I’m just going to scan through the highest level of things. Those four channels: production, consumption, exports and just the whole idea of growth or slowth are your top of mind considerations when you think about, what’s the impact of digital economically? But I want you to consider that it also can transform ownership and the transformation of ownership will also transform value generation. Really that largely depends on whether we’re talking about who is it that owns what? If you are talking about something that is very highly competitive globally, one set of things can happen but if there’s a very small number of players that are involved in the delivery of the digital service, something else entirely could happen in terms of our being price-takers. That’s the way economies work.

The other major takeaway for me in doing this work was how much digital technologies work in two directions at once. They actually help price discovery occur more quickly which tends to stabilize prices, but they also facilitate lots of players moving in and out of a market very quickly and that destabilizes prices. What happens at any given moment is the net of those two things. Also the growth in things like blockchain and distributed ledgers is really potentially destabilizing for the major trust institutions like banks and the Bank of Canada in particular. Sovereign currency issuers are all looking at these issues. I urge you to take a look at that. I’m going to just say that we do GDP policy, we do growth policy, we do economic policy based on three major indicators. There are others of course but the three ones that monetary policy and fiscal policy look at are these three and digital technology blurs the interpretive function of those three macro economic indicators. Again, I urge you to look at that section.
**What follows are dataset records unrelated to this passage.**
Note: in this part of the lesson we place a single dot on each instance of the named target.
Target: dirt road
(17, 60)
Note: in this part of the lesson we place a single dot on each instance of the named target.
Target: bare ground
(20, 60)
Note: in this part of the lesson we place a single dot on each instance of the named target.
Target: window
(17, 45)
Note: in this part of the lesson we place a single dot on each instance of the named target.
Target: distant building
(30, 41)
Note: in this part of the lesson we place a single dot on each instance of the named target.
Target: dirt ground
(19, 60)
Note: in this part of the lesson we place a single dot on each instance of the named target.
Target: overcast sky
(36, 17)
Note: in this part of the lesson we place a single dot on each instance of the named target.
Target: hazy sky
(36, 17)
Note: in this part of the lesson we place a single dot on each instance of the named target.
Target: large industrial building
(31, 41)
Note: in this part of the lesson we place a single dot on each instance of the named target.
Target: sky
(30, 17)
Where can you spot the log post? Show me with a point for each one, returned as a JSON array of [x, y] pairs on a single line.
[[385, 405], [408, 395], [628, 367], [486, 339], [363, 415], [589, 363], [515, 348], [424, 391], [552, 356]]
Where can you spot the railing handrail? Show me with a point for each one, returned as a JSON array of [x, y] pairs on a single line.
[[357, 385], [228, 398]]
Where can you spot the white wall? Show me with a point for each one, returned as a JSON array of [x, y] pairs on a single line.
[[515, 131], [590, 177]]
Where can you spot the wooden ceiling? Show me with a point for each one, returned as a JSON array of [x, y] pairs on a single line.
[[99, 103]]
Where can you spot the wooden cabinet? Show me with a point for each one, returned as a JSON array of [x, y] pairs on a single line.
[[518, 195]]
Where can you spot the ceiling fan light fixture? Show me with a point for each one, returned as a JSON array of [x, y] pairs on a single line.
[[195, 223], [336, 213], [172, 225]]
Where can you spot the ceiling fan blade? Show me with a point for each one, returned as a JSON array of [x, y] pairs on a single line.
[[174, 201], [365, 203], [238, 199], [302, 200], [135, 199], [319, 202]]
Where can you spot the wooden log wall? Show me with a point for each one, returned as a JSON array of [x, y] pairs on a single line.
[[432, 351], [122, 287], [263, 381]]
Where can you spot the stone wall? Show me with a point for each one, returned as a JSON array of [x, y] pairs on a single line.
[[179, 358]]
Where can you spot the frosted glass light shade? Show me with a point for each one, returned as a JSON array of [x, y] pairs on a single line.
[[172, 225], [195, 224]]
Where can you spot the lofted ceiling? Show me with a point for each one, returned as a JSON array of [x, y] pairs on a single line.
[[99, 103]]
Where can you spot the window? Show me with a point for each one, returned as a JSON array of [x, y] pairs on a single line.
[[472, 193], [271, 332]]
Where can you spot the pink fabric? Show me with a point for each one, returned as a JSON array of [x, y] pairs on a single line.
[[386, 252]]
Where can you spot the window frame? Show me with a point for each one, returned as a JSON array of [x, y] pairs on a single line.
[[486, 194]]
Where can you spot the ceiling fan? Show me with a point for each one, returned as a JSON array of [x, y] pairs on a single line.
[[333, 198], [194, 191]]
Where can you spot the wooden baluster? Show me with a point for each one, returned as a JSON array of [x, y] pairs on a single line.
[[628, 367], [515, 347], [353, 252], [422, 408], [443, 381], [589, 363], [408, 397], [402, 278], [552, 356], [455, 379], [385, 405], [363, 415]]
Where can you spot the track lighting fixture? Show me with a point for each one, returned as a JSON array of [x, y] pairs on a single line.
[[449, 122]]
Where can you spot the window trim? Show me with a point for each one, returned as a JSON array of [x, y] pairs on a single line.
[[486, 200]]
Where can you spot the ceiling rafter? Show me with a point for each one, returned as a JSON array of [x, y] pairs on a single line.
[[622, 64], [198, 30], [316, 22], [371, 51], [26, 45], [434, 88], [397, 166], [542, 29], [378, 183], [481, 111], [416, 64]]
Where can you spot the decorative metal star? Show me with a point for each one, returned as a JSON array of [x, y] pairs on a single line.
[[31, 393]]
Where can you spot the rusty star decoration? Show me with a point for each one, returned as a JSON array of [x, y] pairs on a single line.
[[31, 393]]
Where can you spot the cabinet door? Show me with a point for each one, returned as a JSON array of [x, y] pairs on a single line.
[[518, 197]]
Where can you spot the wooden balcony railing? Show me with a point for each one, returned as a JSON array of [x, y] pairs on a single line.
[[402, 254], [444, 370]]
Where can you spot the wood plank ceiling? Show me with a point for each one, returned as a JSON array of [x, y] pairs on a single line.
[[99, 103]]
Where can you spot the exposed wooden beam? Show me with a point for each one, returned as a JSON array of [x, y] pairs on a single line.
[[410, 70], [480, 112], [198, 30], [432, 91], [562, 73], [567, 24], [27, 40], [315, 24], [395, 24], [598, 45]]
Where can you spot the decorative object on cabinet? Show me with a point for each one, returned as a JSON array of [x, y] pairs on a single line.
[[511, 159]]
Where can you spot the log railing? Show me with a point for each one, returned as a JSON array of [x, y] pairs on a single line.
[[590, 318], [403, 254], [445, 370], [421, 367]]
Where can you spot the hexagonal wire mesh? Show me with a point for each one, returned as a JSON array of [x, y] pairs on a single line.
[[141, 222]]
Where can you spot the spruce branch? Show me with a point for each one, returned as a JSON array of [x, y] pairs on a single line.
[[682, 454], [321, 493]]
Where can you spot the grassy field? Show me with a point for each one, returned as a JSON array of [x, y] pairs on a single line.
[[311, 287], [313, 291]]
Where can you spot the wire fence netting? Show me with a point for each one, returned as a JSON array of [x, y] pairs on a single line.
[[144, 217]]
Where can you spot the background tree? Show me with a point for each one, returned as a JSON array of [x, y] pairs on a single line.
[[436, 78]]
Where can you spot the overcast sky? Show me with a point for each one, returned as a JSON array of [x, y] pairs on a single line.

All of these are like two-pagers.

Finally, if you don’t have reliable macro economic indicators, if you’re missing a lot of information of what’s going on in real time, unclear if it’s more or less true to reality than it was in the past but certainly more questions are being raised about how much do these indicators reflect what is actually going on in time. Then it becomes harder to introduce trusted public policies. The last point I will say is we’re swimming in a sea of data but there’s less public utility of that. The people that are using the data are private sector more so than public sector and that raises a huge challenge to all of us to actually make use of the revolution that is underway.

Just to summarize, demand destruction is possible but that doesn’t mean we will be worse off. Digital technologies tend to be deflationary but what prices fall first matters, whether it’s the price of goods and services or the price of labour. Thirdly, that the impact of these technologies will not happen the same everywhere for everyone, so we need to be very sensitive to who are winners and who are losers, both as consumers and as workers because those two sets of interest are sometimes antithetical to one another. Finally, it is getting very hard to do good public policy even though we are swimming in more and more data. One of the takeaways for me from all of this is if you keep your eye on the prize and try and minimize negative effects and maximize positive effects from the bottom up, you will be offsetting a lot of the problems down the road.

I want to thank you for inviting me to present to you but I also want to thank Policy Horizons for looking around the corner for all of us.